PolarDB for MySQL allows you to archive cold data that is rarely updated, added, modified, or read to Object Storage Service (OSS) to greatly reduce data storage costs. This topic describes the cold data archiving feature.
How it works
The following figure shows how the cold data archiving feature (stored in the CSV or ORC format) works. The hot data of a PolarDB cluster is stored in PolarStore. The nodes in the cluster access the data in PolarStore by using PolarFileSystem. To reduce data storage costs and separate hot data from cold data, you can transfer cold data in the shared storage to OSS.

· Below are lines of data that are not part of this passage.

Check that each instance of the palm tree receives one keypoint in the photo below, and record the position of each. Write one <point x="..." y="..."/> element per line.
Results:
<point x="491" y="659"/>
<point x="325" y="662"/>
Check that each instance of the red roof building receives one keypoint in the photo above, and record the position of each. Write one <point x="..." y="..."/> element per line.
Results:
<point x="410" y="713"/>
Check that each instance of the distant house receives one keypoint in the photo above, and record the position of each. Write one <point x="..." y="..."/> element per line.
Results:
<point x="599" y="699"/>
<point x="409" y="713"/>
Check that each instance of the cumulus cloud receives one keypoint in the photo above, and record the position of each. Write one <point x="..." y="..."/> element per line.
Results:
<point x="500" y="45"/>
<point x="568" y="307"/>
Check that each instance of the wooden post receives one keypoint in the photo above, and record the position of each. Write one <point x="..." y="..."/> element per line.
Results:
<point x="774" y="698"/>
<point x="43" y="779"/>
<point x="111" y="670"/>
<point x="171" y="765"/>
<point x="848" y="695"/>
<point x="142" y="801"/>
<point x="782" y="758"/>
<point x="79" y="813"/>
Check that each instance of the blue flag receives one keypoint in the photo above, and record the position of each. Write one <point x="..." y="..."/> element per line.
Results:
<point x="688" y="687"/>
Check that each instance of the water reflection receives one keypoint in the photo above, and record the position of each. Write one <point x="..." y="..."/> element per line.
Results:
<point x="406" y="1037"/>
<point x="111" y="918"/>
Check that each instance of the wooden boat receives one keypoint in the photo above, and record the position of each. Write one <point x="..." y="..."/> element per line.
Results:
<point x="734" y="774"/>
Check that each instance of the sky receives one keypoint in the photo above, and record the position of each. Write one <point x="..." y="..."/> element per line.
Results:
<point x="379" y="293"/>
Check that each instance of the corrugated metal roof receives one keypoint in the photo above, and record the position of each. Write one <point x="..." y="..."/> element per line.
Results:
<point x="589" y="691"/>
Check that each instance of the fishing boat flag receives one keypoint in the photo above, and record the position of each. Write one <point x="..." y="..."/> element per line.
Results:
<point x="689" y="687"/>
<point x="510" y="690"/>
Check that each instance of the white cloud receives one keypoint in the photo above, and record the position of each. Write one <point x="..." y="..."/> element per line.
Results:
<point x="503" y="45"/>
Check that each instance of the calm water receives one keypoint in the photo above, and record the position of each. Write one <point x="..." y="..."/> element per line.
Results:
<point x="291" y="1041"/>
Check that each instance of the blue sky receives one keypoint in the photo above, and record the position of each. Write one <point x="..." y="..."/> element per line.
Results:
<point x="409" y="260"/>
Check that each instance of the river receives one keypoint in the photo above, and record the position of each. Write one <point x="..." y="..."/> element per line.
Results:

For common tables, you can archive cold data in the CSV or ORC format and store cold data in OSS. Then, PolarDB nodes can access the data in OSS over the internal network.
For partitioned tables, you can archive cold data in the CSV or ORC format and store cold data in OSS. You can also create DLM policies on the primary node to automatically archive cold data. The cold data archiving feature allows you to archive some data in a partitioned table to OSS as an OSS foreign table, or transfer data in some partitions of a partitioned table to OSS.
The archived data is in the CSV or ORC format and stored as multiple files in OSS. The corresponding data in PolarStore is automatically deleted. Less storage space is occupied and therefore the storage costs are reduced.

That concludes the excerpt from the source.